The Future is Now

Time to take advantage of that “future expansion” I mentioned in my last post. The space left after removing the shelf is 38″ wide by 22″ high by 8″ deep. Perfect for a flat-panel if you ask me. I researched every single panel made in the last 2 years and found a discontinued one by Sharp that had both removable speakers and a separate ‘tuner’ box. It measured 21 1/2 inches high by 36″ wide. It was going to be a challenge to mount but one I was willing to take on. I took a chance and ordered a used/refurbished Sharp Aquos 37G4U on eBay. I wanted the separate tuner box because the other components (DVD/TiVo, etc) were going to be about 8 feet away and I’d rather route one large cord to the screen then 3 or 4 component cables (each with 3-5 RCA leads) and the cable TV coax. Plus, the screen is in a very tight space which is not good for cooling. The fewer electronics there to generate heat the better.






I couldn’t use a typical plasma/LCD mount in this set-up because I didn’t have enough space to ‘drop’ the screen into the mount (most had a 1/2 “lip” to hold the screen). A full articulating mount seemed like overkill, plus the ones for 37″ TVs are very expensive. I thought about custom-building a simple mount out of aluminum, but didn’t want to try it without a drill press. Fortunately, I found a good compromise with the Peerless 850 — it pulls out a modest 10″ and rotates a bit. Great for good ventilation during long movies, or for rotating the TV a bit when folding laundry on the floor.

With only 1/4″ clearance on the top and bottom, accuracy was critical. I test-fit the screen on the mount on some bare stud-walls in the basement to get exact measurements before trying it for real.






Here it is installed in the shelves.






Now for the wiring. In the lower-left of this picture you can see the DVD player and the tuner box tucked under the built-in desk area. The large gray cord is all that goes to the TV.

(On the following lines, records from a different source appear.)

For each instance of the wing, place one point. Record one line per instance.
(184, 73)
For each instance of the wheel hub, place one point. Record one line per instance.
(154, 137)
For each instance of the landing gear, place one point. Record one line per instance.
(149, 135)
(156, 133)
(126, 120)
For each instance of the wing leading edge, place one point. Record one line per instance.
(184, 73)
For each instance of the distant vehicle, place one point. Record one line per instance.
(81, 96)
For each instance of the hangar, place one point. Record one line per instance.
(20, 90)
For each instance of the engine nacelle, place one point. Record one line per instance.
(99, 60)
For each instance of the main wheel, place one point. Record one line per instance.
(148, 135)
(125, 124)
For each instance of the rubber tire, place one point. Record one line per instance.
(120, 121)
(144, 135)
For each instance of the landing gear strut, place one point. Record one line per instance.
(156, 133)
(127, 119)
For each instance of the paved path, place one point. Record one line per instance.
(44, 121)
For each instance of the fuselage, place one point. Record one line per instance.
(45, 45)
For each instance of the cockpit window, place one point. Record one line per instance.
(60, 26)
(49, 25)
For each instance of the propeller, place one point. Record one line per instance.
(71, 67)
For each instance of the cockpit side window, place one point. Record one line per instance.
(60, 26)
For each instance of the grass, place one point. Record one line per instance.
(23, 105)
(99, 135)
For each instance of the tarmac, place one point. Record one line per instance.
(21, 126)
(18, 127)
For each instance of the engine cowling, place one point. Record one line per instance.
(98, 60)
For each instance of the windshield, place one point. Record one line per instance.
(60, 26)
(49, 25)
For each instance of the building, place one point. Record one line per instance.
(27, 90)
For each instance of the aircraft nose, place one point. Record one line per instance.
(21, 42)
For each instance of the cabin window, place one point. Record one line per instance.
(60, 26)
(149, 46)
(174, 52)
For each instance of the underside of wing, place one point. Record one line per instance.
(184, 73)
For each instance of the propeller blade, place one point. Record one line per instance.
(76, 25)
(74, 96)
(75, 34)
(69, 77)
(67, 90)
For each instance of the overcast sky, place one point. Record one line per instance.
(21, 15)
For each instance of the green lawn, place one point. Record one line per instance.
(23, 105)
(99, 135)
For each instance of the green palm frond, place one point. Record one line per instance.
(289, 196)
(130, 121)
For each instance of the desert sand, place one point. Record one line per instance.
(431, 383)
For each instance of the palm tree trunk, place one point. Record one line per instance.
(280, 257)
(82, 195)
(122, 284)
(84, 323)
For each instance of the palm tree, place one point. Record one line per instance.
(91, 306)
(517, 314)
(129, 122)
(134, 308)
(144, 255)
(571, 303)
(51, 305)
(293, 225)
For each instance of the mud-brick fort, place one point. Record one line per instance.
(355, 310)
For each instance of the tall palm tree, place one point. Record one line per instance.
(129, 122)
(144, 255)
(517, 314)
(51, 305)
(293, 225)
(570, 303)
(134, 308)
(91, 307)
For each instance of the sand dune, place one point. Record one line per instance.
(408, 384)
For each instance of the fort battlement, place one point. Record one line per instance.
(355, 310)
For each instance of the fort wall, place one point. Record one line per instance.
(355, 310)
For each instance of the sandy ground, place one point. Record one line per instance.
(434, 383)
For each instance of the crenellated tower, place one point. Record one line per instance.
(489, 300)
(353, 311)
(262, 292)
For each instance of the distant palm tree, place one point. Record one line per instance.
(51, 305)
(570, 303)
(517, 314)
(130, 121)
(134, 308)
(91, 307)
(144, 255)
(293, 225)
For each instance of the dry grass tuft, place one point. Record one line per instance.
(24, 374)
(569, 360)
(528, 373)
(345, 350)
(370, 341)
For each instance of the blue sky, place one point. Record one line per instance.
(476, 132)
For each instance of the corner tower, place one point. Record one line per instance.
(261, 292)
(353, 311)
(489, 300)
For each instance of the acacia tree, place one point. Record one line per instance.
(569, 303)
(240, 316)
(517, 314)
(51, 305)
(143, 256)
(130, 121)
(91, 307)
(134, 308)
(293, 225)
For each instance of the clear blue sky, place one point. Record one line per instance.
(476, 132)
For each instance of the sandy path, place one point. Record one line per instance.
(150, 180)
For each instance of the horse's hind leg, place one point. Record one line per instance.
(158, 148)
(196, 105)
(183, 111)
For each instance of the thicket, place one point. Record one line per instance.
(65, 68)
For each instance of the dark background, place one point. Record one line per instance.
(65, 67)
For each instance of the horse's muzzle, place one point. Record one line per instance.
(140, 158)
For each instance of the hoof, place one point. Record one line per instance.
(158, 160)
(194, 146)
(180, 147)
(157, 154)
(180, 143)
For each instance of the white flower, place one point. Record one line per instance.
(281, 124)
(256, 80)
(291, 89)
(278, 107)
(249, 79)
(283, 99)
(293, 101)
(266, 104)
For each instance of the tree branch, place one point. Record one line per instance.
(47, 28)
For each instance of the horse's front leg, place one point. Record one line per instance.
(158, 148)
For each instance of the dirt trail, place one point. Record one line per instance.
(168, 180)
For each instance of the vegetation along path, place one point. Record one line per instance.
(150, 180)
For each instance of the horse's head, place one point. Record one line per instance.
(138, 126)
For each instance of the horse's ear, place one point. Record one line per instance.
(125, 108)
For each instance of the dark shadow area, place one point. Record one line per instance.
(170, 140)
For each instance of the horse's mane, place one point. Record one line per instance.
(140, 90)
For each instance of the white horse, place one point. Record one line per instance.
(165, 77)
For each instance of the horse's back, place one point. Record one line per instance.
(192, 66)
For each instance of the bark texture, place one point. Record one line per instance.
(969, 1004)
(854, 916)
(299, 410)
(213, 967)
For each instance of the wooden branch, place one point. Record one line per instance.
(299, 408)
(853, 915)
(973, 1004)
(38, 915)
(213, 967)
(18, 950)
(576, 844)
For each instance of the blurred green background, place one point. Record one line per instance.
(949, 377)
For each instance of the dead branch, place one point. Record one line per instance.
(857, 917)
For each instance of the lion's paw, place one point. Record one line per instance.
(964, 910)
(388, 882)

Then I used a hole-saw bit with an extender to drill through the shelves and the wall.





I installed some PVC pipe as conduit in the longer runs through the wall to make running the wire easier. 

I installed some PVC pipe as conduit in the longer runs through the wall to make running the wire easier. Unfortunately, this room was not wired for cable TV. However, since my condo sits right above the garage that should be easy to remedy. I removed the baseboard right behind the DVD player area to find — the house’s original baseboard! As you can see, it was really wedged in there:






I didn’t want to cause a lot of damage getting it out, since I didn’t want to make this into a drywall project, too. A circular saw wasn’t going to make a big cut once I set the depth guage to about 1/2″ (the gash in the wood is where I tried to do that and changed my mind). A quick trip to Home Depot solved my problem — I found the as-seen-on-tv RotoZip that has now been legitimized since it was bought by Bosch. It cuts everything, has a depth gauge, and can get pretty close to the edges of the baseboard. It also comes with this great carrying case:






I was thinking that it would make a pretty hip purse, and at $150 it seems pretty cheap when compared to a designer bag. What other handbag comes with a RotoZip as the included accessory?

To make an already long story somewhat shorter, the RotoZip lived up to its name and I had the wood pulled out in about 60 seconds without damaging the neighboring drywall.






I RotoZipped through some of the lath, dropped a coax into the garage, hid the large hole in the wall with the DVD player and Tivo, moved the tools back to the garage, cleaned up enormous mess I made, and now I’m ready for houseguests! (And I’ll get away with it as long as my guests don’t read my blog.)